The Messenger, which aimed to transform media, faces dire financial situation

Shortly before the launch last year of media startup The Messenger, its president said the company expected to generate more than $100 million in revenue in 2024. To achieve that, it will need ‘greater fortune.

The site generated about $3 million in revenue last year, according to two people with knowledge of the company’s financial results. And he told potential investors that he had just $1.8 million in cash at the end of December, after losing about $38 million last year, which put him in serious trouble financial.

The Messenger’s operating results, which until now had not been fully disclosed, highlight the challenges the company faces. The founders, who raised $50 million to launch the website, initially said their goal was to transform coverage of American politics, culture and sports. But it encountered editorial and financial difficulties.

This week, the company is laying off about two dozen employees, including those who worked on national policy and science and technology. It is raising funds from investors to maintain its operations throughout this year. On Tuesday, Richard Beckman, founder and longtime executive of magazine company Condé Nast, announced he was leaving the company.

Kimberly Bernhardt, a spokeswoman for The Messenger, pushed back on the suggestion that the company was facing “dire” financial difficulties, adding that The Messenger had as much revenue in January as it did all of last year.

Ms Bernhardt said the company had already raised more than $10 million in its latest funding round. She added that the company was also “planning to introduce events and The Messenger TV” and that its finances would reach break-even later this year.

“The Messenger’s revenues will continue to increase and its expenses will continue to decrease over the course of the year,” she said.

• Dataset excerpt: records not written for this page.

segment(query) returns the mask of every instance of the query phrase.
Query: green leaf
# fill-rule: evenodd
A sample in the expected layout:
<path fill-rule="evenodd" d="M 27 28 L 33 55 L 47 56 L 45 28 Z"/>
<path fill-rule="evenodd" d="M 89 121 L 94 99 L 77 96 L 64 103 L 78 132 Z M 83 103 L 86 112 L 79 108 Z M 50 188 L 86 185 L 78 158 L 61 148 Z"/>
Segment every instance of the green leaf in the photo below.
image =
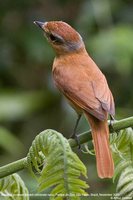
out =
<path fill-rule="evenodd" d="M 29 192 L 18 174 L 13 174 L 0 180 L 0 196 L 6 195 L 6 200 L 29 200 Z"/>
<path fill-rule="evenodd" d="M 40 159 L 40 154 L 44 160 Z M 38 190 L 53 187 L 51 194 L 55 196 L 50 199 L 63 200 L 62 195 L 68 195 L 68 199 L 76 200 L 80 199 L 76 194 L 86 194 L 84 190 L 89 186 L 80 180 L 81 175 L 87 177 L 86 167 L 62 134 L 49 129 L 41 132 L 33 141 L 27 158 L 32 173 L 36 176 L 33 169 L 40 171 L 39 178 L 36 176 Z"/>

The problems faced by The Messenger highlight the difficulty of starting a media business dependent on digital advertising, which is the company’s main source of revenue.

The site has struggled despite having longtime media executives among its founders, including Jimmy Finkelstein, whose career included positions running the Hollywood Reporter; deep-pocketed backers including Josh Harris, co-founder of private equity firm Apollo Global Management; and journalists with experience at leading publications.

The company also encountered some editorial problems. Gregg Birnbaum, a well-respected political editor, resigned in May after a clash with a ratings editor at the site. Some staff members were angered by the demand to produce articles based on articles published by their rivals.

But it has started to gain traction with readers, according to figures from the measurement company Comscore. The Messenger told potential investors that it attracted 24 million visitors in December, an increase of 24 percent from the previous month.

Last year, The Messenger projected just $75 million in revenue in 2024, according to the two people with knowledge of the company’s finances. About $10 million of that showing will come from the TV division, which has yet to get off the ground.

The company’s costs exceeded $40 million last year, the two sources said. A large portion of those costs – more than $8 million – came from lease obligations on its office buildings. The Messenger has offices in New York, Washington and West Palm Beach, Florida.

The company’s valuation for the current funding round is unclear, according to the two people. Axios reported earlier Thursday that the company was looking to raise $20 million.

Upon hearing news of the editorial layoffs, many company employees demanded more transparency from Mr. Finkelstein on the internal messaging system Slack, demanding an employee meeting to discuss the company’s financial situation.

In an internal memo released Wednesday, Mr. Finkelstein called the decision to lay off employees “difficult.”

“I understand this is difficult and I am sincerely sorry to those affected,” he wrote.